Richard Gephardt Speech (Transcript)

I served in public service for over 35 years. I was in the Congress for 28 years. And in all of those years, I felt my mission was to represent the working people of this country because in my view the working people of this country that make up the middle class of the country are the reason America is great, and trust me there is a middle class in this country because, and only because, of labor unions like the Boilermakers union.

I learned the value of labor unions at an early age. My dad was a Teamster. He was a milk truck driver in St. Louis, Missouri. He got up at 3:00 o'clock in the morning and went to work and came home at 3:00 o'clock in the afternoon. He worked hard.

He used to tell me at the dinner table and my brother and my mother that we had food on the table and clothes on our back because he was fortunate to be represented by a labor union that could get him fair wages and compensation for his very hard work.

And he used to say to me, Dick, without the union, I would have no bargaining power as an individual to get the wages to get the healthcare to get the pension that supports our family. That's a lesson I never forgot. And that's a lesson that America needs to relearn in the days ahead.

What's happening in America today? I'll tell you what's happening. We have an obsession a mania with low prices, with the supply side of the economy. Everybody is trying to get more goods at a cheaper price. Nobody's paying attention to the demand side, to what workers are being paid.

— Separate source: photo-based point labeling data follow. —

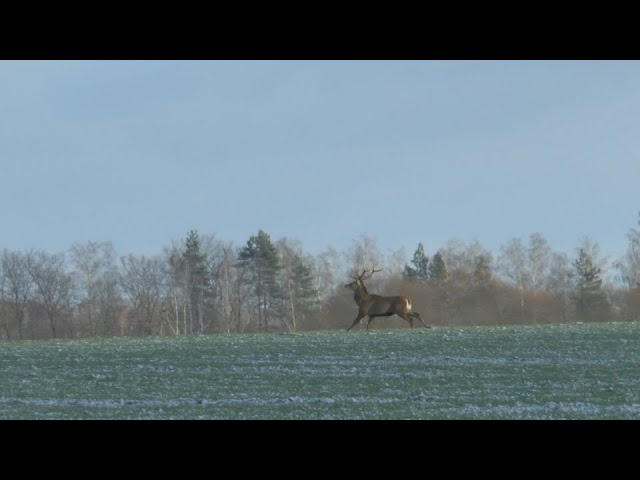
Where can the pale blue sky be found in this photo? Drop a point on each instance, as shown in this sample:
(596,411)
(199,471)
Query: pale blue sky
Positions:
(140,152)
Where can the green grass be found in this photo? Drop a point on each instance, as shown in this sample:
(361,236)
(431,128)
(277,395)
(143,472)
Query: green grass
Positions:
(572,371)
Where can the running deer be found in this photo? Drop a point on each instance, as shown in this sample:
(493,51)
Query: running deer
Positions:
(373,305)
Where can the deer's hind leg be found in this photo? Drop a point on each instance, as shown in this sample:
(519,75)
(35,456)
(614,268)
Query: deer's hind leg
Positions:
(417,315)
(357,320)
(408,318)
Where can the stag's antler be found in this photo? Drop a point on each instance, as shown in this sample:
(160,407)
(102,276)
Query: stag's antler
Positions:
(373,270)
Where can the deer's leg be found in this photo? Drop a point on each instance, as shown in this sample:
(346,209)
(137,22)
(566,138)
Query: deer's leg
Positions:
(407,318)
(369,321)
(356,321)
(417,315)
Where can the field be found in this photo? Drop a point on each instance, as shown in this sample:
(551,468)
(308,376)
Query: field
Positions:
(571,371)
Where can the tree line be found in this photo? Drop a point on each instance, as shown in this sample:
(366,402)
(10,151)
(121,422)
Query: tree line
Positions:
(202,285)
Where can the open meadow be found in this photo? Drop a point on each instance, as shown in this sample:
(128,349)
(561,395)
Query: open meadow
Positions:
(570,371)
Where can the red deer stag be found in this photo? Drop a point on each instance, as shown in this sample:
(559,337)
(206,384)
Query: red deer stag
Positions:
(373,305)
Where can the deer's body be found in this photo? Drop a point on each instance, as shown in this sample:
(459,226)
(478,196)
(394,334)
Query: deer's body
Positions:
(372,305)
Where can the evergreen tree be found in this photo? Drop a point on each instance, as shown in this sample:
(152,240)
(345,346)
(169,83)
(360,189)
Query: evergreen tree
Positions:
(590,301)
(195,264)
(482,271)
(302,291)
(438,273)
(260,258)
(420,269)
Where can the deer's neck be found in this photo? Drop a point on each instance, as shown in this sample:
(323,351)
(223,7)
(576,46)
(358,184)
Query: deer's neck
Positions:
(361,294)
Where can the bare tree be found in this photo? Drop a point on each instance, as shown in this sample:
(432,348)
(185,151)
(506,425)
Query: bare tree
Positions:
(96,277)
(54,288)
(17,285)
(629,264)
(141,280)
(512,262)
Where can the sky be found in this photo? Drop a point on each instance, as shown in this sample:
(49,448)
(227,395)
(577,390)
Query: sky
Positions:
(140,152)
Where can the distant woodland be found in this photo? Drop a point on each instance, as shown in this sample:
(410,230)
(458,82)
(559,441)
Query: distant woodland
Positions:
(204,285)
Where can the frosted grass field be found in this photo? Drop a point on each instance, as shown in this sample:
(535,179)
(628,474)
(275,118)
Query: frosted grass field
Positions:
(572,371)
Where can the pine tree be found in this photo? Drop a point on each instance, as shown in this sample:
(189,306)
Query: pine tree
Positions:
(195,264)
(590,301)
(438,273)
(260,258)
(420,269)
(482,271)
(302,293)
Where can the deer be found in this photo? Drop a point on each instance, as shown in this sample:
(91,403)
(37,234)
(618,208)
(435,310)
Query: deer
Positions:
(372,305)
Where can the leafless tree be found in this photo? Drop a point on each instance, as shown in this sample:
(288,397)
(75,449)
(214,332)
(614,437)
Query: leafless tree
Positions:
(141,280)
(97,281)
(54,288)
(17,285)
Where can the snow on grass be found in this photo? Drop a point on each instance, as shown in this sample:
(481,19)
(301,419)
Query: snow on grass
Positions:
(551,371)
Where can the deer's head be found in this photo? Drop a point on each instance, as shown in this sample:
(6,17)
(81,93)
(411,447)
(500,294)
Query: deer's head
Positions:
(357,283)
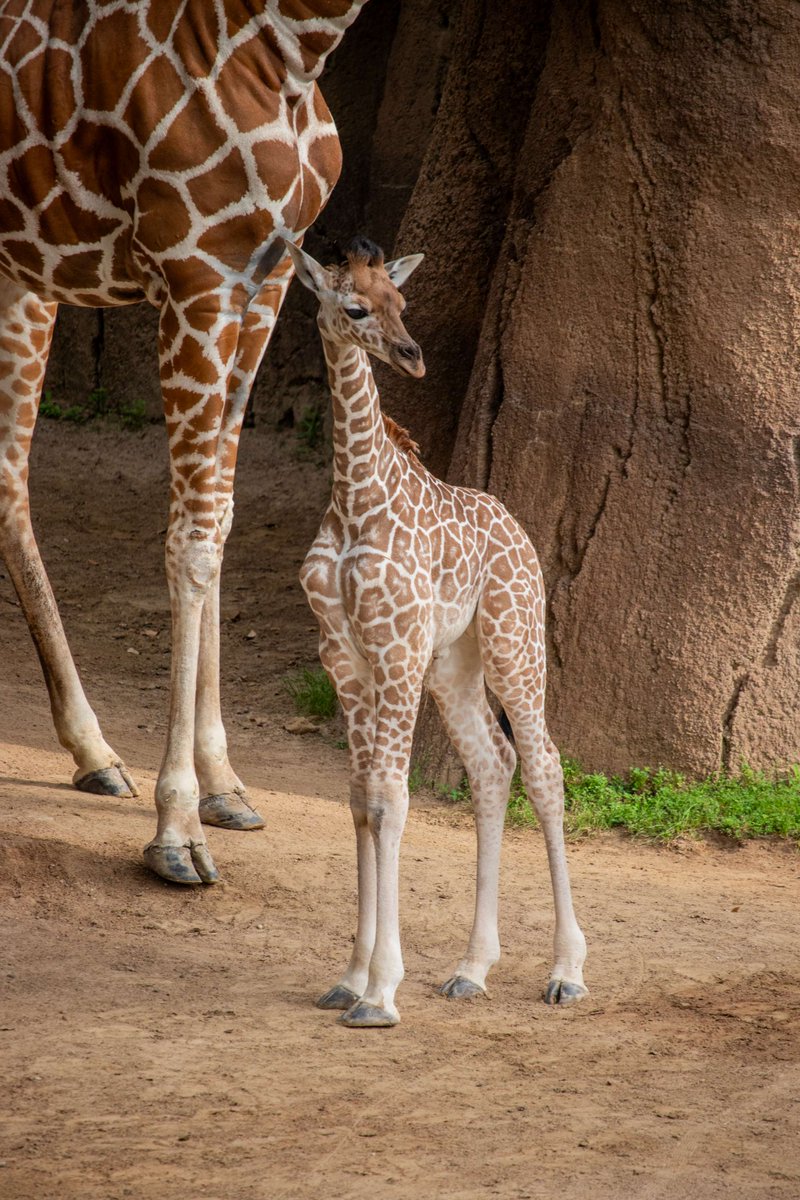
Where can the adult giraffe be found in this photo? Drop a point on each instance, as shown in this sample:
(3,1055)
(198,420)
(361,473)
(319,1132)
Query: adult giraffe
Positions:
(157,150)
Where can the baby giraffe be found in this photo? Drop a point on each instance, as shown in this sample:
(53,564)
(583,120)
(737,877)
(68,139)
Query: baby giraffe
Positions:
(416,583)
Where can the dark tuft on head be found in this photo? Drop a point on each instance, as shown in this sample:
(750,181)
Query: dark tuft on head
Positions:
(362,250)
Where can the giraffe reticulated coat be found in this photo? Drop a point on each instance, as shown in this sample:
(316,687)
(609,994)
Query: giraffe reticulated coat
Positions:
(157,150)
(415,585)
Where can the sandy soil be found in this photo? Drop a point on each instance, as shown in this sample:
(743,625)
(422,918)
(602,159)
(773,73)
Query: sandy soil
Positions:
(162,1042)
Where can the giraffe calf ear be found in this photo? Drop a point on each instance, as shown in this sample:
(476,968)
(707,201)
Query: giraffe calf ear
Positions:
(400,269)
(308,270)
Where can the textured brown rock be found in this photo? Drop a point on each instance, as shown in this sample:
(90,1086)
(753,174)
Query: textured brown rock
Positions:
(633,395)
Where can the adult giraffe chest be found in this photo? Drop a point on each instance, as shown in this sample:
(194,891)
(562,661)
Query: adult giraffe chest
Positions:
(137,155)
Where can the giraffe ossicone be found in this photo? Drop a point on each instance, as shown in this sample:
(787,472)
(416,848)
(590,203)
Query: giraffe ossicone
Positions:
(415,585)
(157,151)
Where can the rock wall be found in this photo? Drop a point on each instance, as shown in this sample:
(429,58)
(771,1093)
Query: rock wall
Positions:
(633,394)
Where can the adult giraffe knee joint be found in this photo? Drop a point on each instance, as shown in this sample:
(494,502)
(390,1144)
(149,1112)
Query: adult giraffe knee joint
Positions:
(416,583)
(166,156)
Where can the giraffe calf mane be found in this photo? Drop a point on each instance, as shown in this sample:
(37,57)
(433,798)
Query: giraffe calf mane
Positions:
(401,437)
(365,252)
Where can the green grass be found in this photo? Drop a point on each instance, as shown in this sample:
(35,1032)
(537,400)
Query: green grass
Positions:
(98,403)
(663,805)
(312,691)
(310,430)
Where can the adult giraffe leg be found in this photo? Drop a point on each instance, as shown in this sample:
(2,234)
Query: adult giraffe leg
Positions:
(25,333)
(223,798)
(456,682)
(512,649)
(197,353)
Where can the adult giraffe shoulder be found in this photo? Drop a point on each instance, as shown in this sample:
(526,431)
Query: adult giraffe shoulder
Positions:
(157,150)
(416,583)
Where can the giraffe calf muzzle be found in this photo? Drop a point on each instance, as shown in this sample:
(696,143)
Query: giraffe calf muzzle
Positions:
(407,358)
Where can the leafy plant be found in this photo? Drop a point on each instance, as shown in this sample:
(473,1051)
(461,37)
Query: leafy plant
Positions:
(312,691)
(98,403)
(663,805)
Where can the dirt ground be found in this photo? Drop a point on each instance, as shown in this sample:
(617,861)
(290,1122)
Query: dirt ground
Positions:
(162,1043)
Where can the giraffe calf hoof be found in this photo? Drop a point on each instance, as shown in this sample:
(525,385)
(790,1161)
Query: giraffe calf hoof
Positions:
(459,988)
(181,864)
(337,997)
(107,781)
(368,1017)
(563,994)
(229,811)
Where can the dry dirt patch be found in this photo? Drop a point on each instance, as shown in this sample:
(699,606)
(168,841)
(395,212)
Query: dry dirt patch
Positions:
(162,1043)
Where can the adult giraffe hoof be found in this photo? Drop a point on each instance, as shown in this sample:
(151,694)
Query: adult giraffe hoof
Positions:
(108,781)
(181,864)
(337,997)
(368,1017)
(229,811)
(459,988)
(564,994)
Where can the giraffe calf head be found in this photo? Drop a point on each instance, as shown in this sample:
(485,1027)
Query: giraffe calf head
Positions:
(360,301)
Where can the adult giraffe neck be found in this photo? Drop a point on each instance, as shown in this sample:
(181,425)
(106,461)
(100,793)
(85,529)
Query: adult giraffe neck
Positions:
(306,31)
(364,455)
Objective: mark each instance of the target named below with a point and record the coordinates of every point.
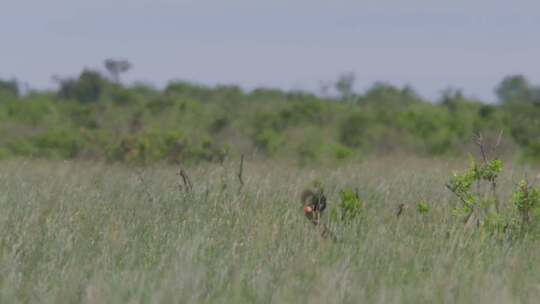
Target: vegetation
(95, 116)
(76, 232)
(114, 193)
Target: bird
(314, 203)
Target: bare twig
(240, 173)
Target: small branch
(240, 173)
(188, 186)
(149, 195)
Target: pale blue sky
(293, 44)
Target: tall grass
(96, 233)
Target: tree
(115, 67)
(89, 87)
(9, 88)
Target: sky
(294, 44)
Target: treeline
(94, 116)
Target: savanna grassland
(93, 210)
(87, 232)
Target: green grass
(74, 232)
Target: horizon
(290, 46)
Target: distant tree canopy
(9, 88)
(116, 67)
(88, 87)
(95, 116)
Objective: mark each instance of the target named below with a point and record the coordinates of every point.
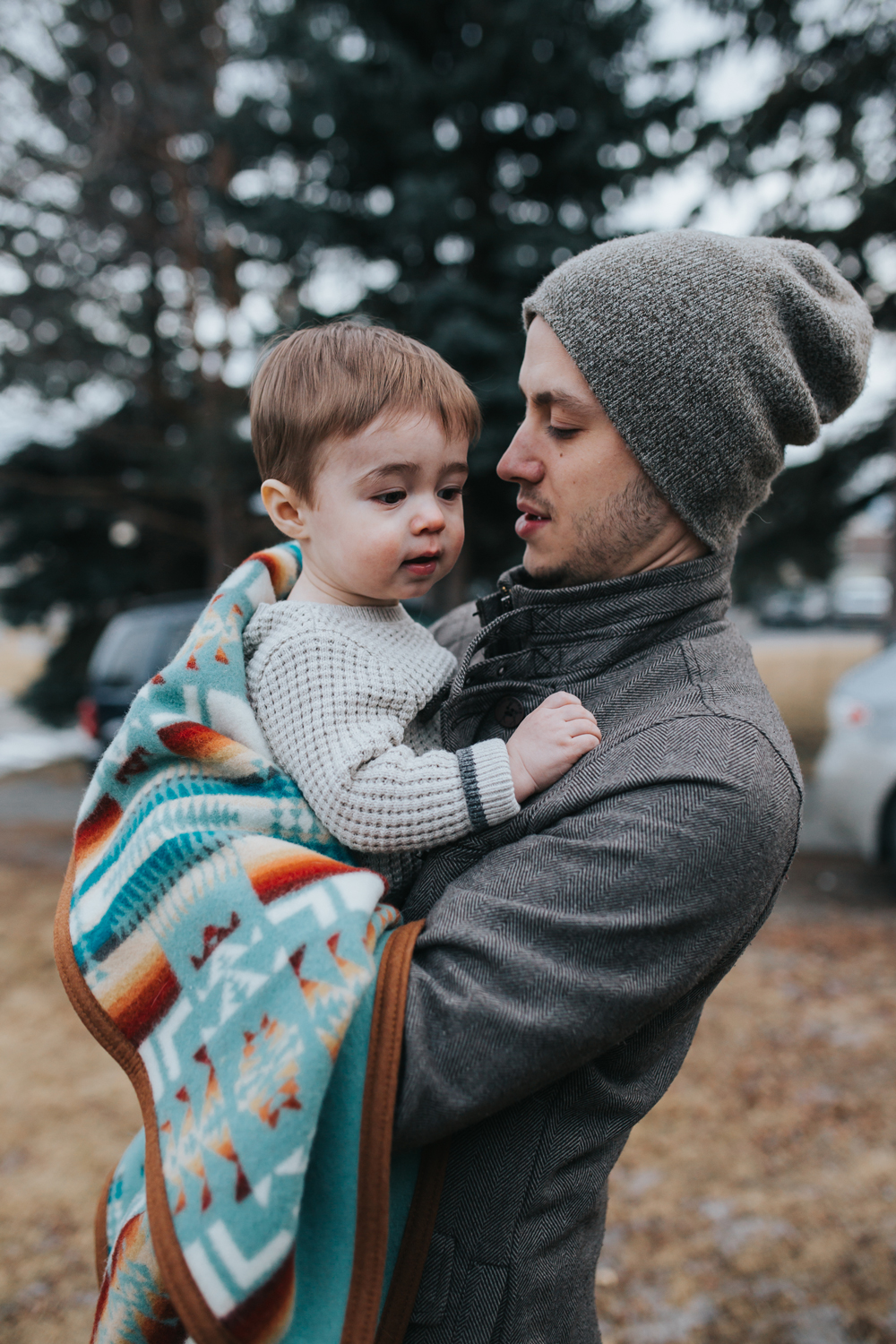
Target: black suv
(134, 647)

You remember what Henry Ford said, "I got to pay my workers enough so they can buy the cars they are making." That's a lesson that America needs to relearn. This mania with price has got to stop.

Wal-Mart's a great store. It does provide lots of cheap materials for their consumers, but if the whole focus is on price and not on demand and what workers have in their pockets and on the building of a middle class, which has always been the foundation of this country, America will cease to be what it has been and what it needs to be.

Wages are under attack like never in our history. Union -- if people are in unions they are being asked to do concessions, wage give-backs, healthcare give-backs, pension give-backs because there is this unrelenting attack on the compensation of workers even to the point where we've not been able to get the government, which always supported wages through at least a minimum wage, to raise the minimum wage. It hasn't been raised for 8 or 9 or 10 years.